If your physical address is included in this data set, this process won’t help unless, of course, you don’t live at the residence that is in the data. Like mentioned above, this personal data deletion will be tedious and requires an active approach but it is possible with the right approach, to get rid of the publicly facing data of your personal residences.

Private Cryptocurrencies

Private crypto will obfuscate your total balance that is sitting in your account on the blockchain(as long as they leverage something similar to stealth addresses). Hiding your total balance will hide how much is currently available in your crypto wallet, but (this is only assuming one exchange that an end-user is breached at a time) the attacker can still calculate the amount of times you’ve purchased the private currency on this breached exchange and assume you have, at one point or another held x amount of private crypto. If buying private crypto on an exchange and its breached in an attack like the one posited above, you only have plausible deniability on your side.

True Decentralized Exchanges

This is probably the most beneficial solution to the crypto end-user. True decentralized exchanges like Bisq offer decentralized trading that uses arbitrators and multi-sig accounts to transfer crypto. Information is only shared between the buyer and seller. The upside of an actual DEX is that data is all stored client side, and not in a centralized repository. This makes an attackers job exponentially difficult. An attacker would need access to your device to obtain this kind of information which is a much larger hurdle than gaining access to a database that stores all user information on it.

I say “true” decentralized exchange because many DEX’s that exist today that don’t require your physical address and other sensitive information don’t actually allow fiat on-ramps or they’re focused on tokens only.

Another option besides true DEX’s are exchanges that don’t store information server-side. If there are exchanges like this out there, that’s another potential solution. If there is a breach of this centralized exchange, there isn’t any information for a potential attacker to use against you.

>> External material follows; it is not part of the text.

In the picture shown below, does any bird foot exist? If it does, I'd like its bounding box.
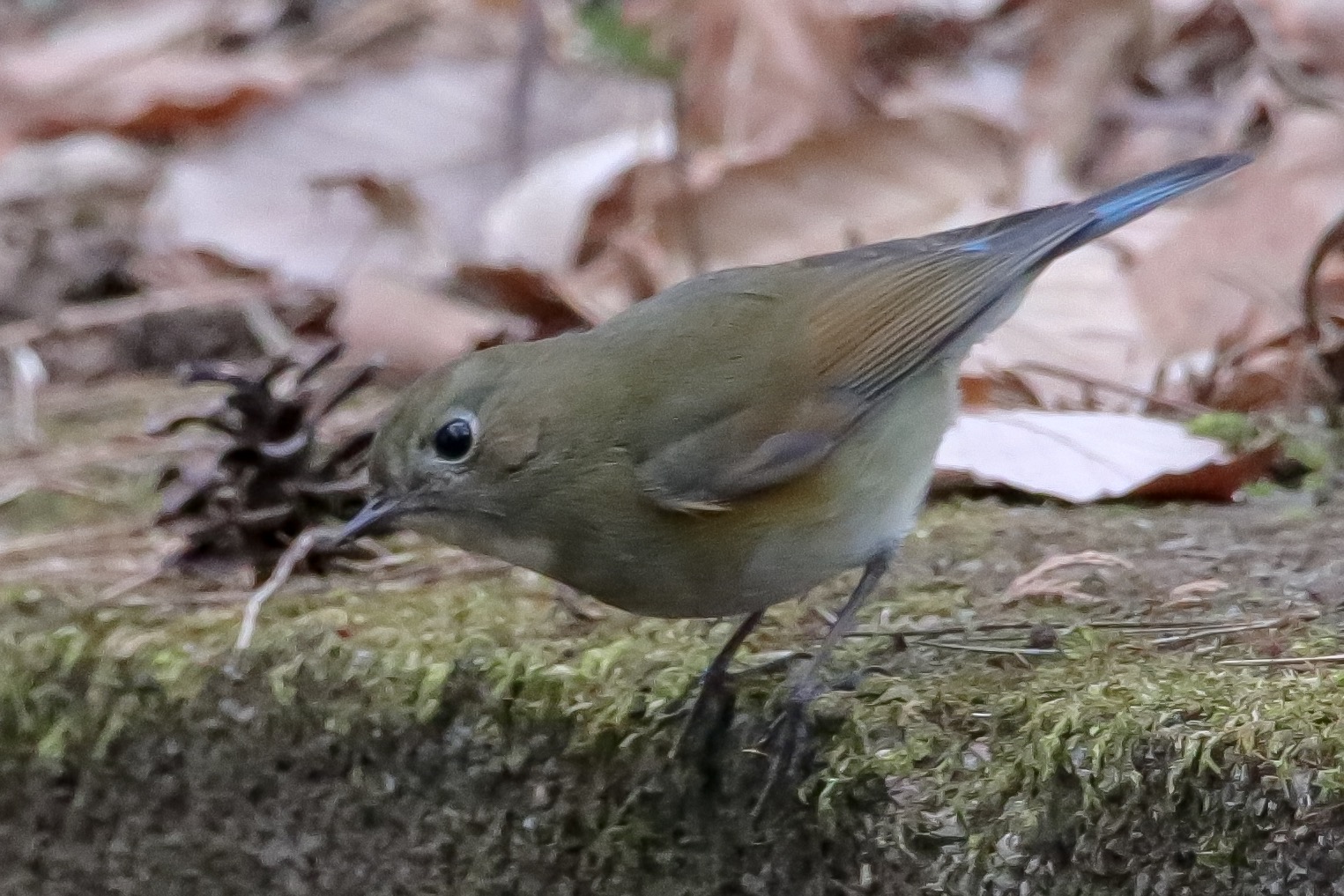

It is only a matter of time before the data in these centralized exchanges (Both KYC and account data/records) are breached and leaked to the public. Once it is out there, that information can’t be taken back. The linkability between identities and personal crypto addresses/holdings is a bigger danger than even losing your crypto because this adds a physical danger dynamic that hasn’t been broached yet. Setting yourself up so that you are not affected by this is the best possible way for you to hedge your crypto holdings from being public record.